Added Caesar: “As a CIO, what I’m nervous about are dangers to my organization. One person recently told me that someone in their organization took customer data and put it all into ChatGPT to create a proposal. That concept sounds cool, but now all that customer’s data and pricing information is in ChatGPT. I don’t want data leaks, so we’re going to have to figure out how to control it. Because, if not, it’s going to control us.”
SAP recently announced role-based certification for enterprise architects, within customer and partner communities. Looking back to 2020, to the first SAP-ASUG EA Summit in Newtown Square, Gambill notes that event’s attendance and customer engagement gave compelling evidence of the need for a framework, tool set, and guidance for EA professionals. “Today, we have an explosion of choices,” Gambill said. “Tool offerings are exponentially coming to market in a more modular fashion, but we still need to make faster decisions to get to business outcomes, to find what paths to innovate on.”
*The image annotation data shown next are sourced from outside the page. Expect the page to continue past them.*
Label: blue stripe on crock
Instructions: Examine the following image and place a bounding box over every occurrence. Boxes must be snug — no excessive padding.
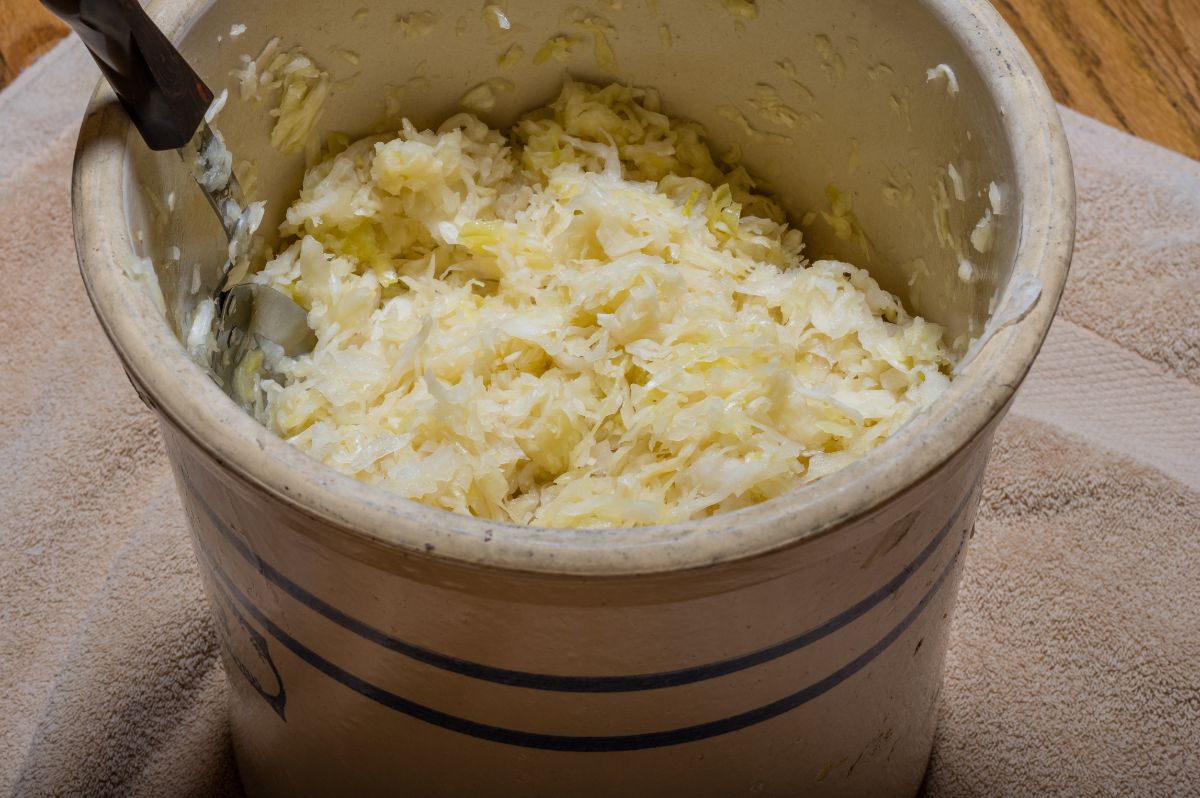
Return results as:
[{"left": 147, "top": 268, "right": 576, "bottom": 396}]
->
[
  {"left": 188, "top": 485, "right": 976, "bottom": 692},
  {"left": 199, "top": 535, "right": 966, "bottom": 754}
]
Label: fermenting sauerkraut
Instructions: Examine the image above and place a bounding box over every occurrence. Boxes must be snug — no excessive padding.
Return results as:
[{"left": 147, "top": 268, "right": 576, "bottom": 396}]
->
[{"left": 256, "top": 83, "right": 950, "bottom": 527}]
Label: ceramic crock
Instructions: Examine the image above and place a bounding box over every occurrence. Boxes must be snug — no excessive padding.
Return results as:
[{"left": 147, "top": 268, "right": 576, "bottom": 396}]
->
[{"left": 74, "top": 0, "right": 1074, "bottom": 798}]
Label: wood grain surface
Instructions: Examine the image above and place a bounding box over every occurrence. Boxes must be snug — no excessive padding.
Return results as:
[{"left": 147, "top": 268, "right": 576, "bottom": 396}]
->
[{"left": 0, "top": 0, "right": 1200, "bottom": 157}]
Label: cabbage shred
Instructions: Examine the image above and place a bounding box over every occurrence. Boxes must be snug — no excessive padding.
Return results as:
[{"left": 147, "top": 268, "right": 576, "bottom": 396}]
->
[{"left": 256, "top": 82, "right": 949, "bottom": 527}]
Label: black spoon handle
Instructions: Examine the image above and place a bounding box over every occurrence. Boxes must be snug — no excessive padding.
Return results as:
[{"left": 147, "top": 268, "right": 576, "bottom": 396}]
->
[{"left": 42, "top": 0, "right": 212, "bottom": 150}]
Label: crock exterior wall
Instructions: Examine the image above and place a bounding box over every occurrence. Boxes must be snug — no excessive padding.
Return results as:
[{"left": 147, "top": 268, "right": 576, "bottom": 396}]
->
[
  {"left": 163, "top": 424, "right": 992, "bottom": 798},
  {"left": 73, "top": 0, "right": 1074, "bottom": 798}
]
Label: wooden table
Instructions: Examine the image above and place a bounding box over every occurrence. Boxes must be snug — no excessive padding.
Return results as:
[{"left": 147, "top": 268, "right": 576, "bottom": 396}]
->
[{"left": 0, "top": 0, "right": 1200, "bottom": 158}]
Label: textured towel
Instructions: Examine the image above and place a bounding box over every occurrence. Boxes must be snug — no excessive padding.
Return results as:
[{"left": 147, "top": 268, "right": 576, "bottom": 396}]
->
[{"left": 0, "top": 39, "right": 1200, "bottom": 797}]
Gambill feels that enterprise architecture is in the spotlight more than ever before. “Foundational principles will need to be revisited and revised,” she said. “It’s not just about enabling that capability; it’s about creating another community that's going to be able to learn and evolve together.”
Added Johnson: “The unique purview that the EA has across an organization truly makes them a superhero. From a career-path perspective, they have the best view of an organization and the largest opportunity to affect change.”